Bug #2644
closed9.7 regression: Deadlock for concurrent instantiation of Configuration and EnterpriseConfiguration
100%
Description
The chance of dealock, that was reported in Bug #2327, and fixed for 9.6.0.5, has returned with Saxon 9.7.
The test program attached to Bug #2327 can be used to reproduce it. The workaround that is proposed there still applies.

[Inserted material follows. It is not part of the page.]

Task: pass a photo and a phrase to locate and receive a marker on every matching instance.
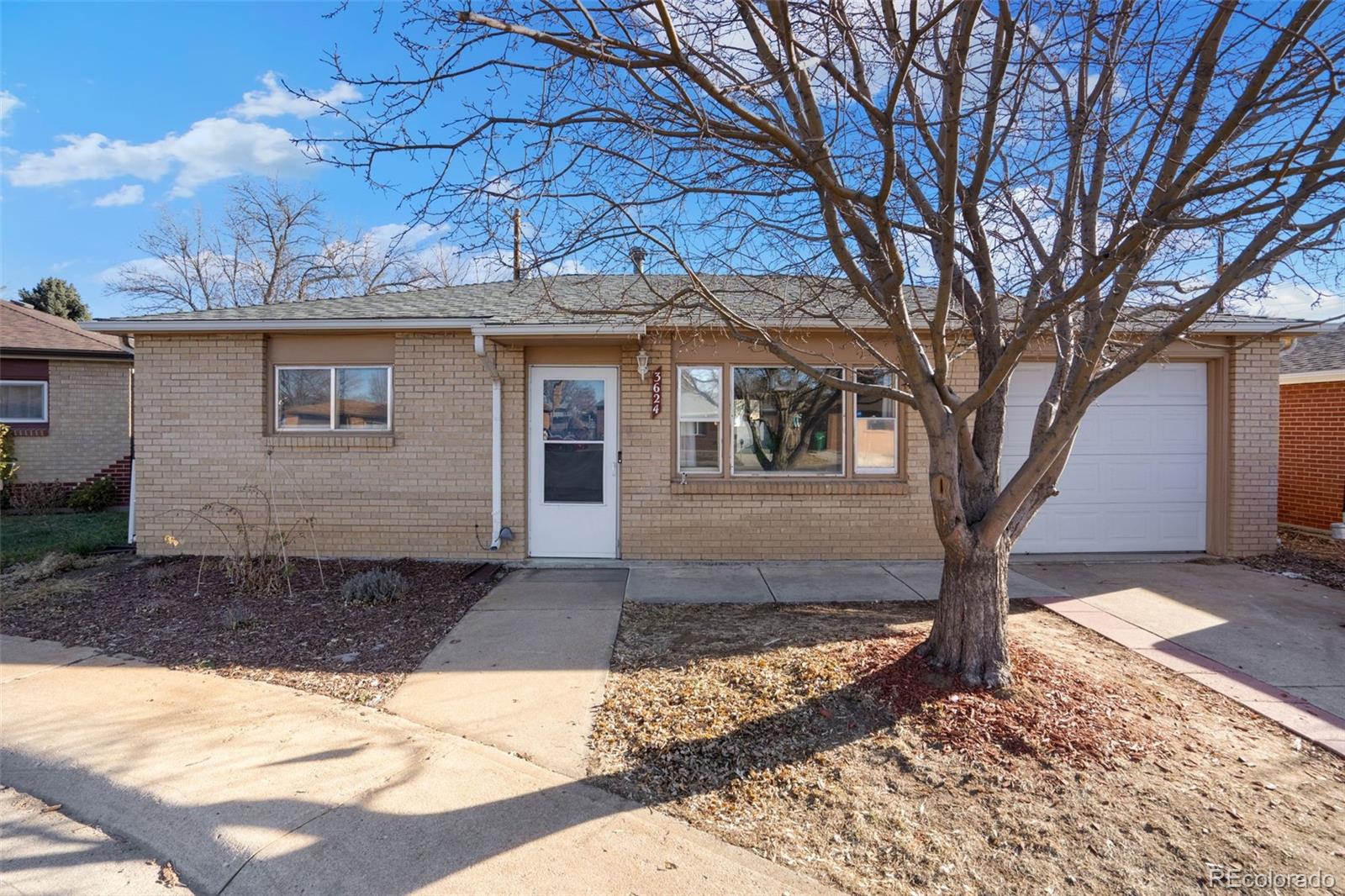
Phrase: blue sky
(165, 85)
(112, 111)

I am also attaching a TestNG test for validation of both the workaround and the fix.
Tested on
-
Saxon-EE 9.7.0.3J
-
Java version 1.8.0_51
Files
Updated by Gunther Rademacher over 8 years ago
Now attaching the unit test that I had already mentioned.

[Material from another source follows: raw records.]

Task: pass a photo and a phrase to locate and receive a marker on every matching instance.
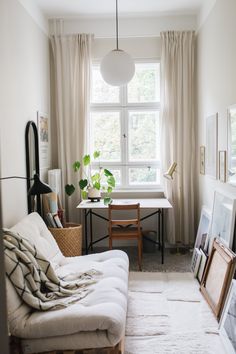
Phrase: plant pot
(94, 194)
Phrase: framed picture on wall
(202, 160)
(222, 166)
(43, 132)
(211, 145)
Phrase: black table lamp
(37, 188)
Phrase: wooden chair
(125, 229)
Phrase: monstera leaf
(69, 189)
(83, 183)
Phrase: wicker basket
(69, 239)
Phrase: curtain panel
(71, 71)
(178, 136)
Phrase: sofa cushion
(102, 313)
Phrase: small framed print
(222, 166)
(202, 160)
(43, 132)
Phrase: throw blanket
(34, 278)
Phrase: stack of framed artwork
(200, 252)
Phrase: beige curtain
(71, 68)
(178, 139)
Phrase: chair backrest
(126, 221)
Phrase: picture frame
(228, 320)
(203, 227)
(222, 166)
(202, 160)
(211, 145)
(196, 259)
(231, 156)
(43, 132)
(223, 217)
(217, 276)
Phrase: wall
(24, 89)
(216, 58)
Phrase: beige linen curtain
(178, 139)
(71, 69)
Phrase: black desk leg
(162, 236)
(85, 231)
(91, 230)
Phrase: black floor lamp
(37, 188)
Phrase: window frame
(124, 107)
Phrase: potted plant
(91, 184)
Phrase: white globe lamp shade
(117, 68)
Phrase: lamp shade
(117, 68)
(39, 187)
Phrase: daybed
(96, 321)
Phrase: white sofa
(96, 321)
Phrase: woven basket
(69, 239)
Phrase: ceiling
(106, 8)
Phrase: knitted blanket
(34, 278)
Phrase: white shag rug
(167, 314)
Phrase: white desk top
(148, 203)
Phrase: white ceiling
(106, 8)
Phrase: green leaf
(111, 181)
(97, 185)
(84, 194)
(109, 189)
(96, 154)
(86, 160)
(107, 200)
(69, 189)
(96, 177)
(83, 183)
(76, 166)
(107, 173)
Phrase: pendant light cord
(117, 47)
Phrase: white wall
(216, 58)
(24, 89)
(128, 26)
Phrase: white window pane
(144, 176)
(143, 136)
(106, 135)
(101, 91)
(116, 173)
(145, 85)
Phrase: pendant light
(117, 67)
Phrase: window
(125, 126)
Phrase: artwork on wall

It looks like I was wrong with my statement that the same workaround still applies. While originally class.forName on Configuration was sufficient, working around now requires instantiating Configuration, before EnterpriseConfiguration.
Updated by Michael Kay over 8 years ago
I find it hard to see why the code in 9.6 (apparently) works and that in 9.7 doesn't.
Investigating it, though, I have found a rather better explanation of what's happening here: https://www.farside.org.uk/201510/deadlocks_in_java_class_initialisation
It seems a wonder that it doesn't happen more often, since the examples in that post seem to be very common coding patterns.
Updated by Michael Kay over 8 years ago
- Category set to Build and release
- Status changed from New to In Progress
- Assignee set to Michael Kay
- Priority changed from Low to Normal
- Applies to branch 9.7 added
- Fix Committed on Branch 9.7 added
Investigating this has taken me up some strange avenues.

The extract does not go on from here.